As I prepare for this transition, I am considering where to devote my time and energy. My heart keeps returning to one beautiful vision: building a sangha for all-ages rooted in inclusivity, care, and wise action.
- I imagine a sangha composed of at least 50% Black, Indigenous, and People of Color and 50% young people (35 years and younger), which also includes those that identify as white, middle-aged, or old. This sangha honors our spiritual elders and uplifts the voices of youth. We facilitate spaces accessible to those with disabilities and access needs.
- I imagine a sangha which holds each other accountable to power and privilege, that distributes leadership and facilitation equitably, regardless of who wears a “brown jacket”. A sangha that invites everyone to contribute gifts in line with their deepest aspirations. This sangha actively develops agreements and rituals that empower us to be together in harmony, where we are able to make mistakes, be vulnerable, and to find space for forgiveness and healing.
- I imagine a sangha where we are woven harmoniously into each other’s lives, caring for each other as human beings in addition to sangha friends – sharing meals, childcare, transportation, and other kinds of resources.
- I imagine a sangha that is an active presence in the community, a sangha that volunteers together as one body, manifesting compassion and love in action. This sangha supports the Indigenous peoples that call this land home, and cares deeply about race and climate justice.
In alignment with this vision, I am exploring the following.
Community volunteering: Plum Village sangha sibling Dylan Tweney and I have identified two community-based organizations led by people of color that we’d like to support. These are both on the theme of race and climate justice.

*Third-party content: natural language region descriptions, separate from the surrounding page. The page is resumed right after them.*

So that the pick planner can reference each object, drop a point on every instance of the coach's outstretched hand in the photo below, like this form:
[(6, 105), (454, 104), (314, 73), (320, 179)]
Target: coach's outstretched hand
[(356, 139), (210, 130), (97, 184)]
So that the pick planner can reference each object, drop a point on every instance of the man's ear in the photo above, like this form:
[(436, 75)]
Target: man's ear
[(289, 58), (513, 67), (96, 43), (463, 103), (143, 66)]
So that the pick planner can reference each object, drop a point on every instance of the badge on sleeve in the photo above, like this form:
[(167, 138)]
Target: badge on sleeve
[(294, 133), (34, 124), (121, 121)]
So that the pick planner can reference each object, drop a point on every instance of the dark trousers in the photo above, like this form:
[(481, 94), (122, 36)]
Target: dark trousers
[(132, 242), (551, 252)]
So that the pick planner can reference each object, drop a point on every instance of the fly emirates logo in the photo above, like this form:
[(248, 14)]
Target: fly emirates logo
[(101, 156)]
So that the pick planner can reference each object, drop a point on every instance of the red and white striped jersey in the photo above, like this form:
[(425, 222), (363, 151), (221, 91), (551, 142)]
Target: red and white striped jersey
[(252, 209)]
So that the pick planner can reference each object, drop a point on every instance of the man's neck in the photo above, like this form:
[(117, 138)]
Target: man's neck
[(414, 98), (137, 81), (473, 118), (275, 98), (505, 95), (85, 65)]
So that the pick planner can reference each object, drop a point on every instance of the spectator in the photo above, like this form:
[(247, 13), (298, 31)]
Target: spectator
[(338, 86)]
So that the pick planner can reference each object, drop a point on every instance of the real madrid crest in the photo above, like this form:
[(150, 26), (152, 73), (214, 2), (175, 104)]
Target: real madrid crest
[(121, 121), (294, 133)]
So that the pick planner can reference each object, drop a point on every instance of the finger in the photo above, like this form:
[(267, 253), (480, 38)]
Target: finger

Planting Justice in East Oakland
Rooftop Medicine Farm in Temescal, Oakland, operated by Deep Medicine Circle
Deep listening: I am curious to hear from others in the Plum Village community about their aspirations for sangha. If you’re aging out of Wake Up soon, or already have, how do you envision continuing to participate in the Plum Village community? I would like to imagine the future of sangha together.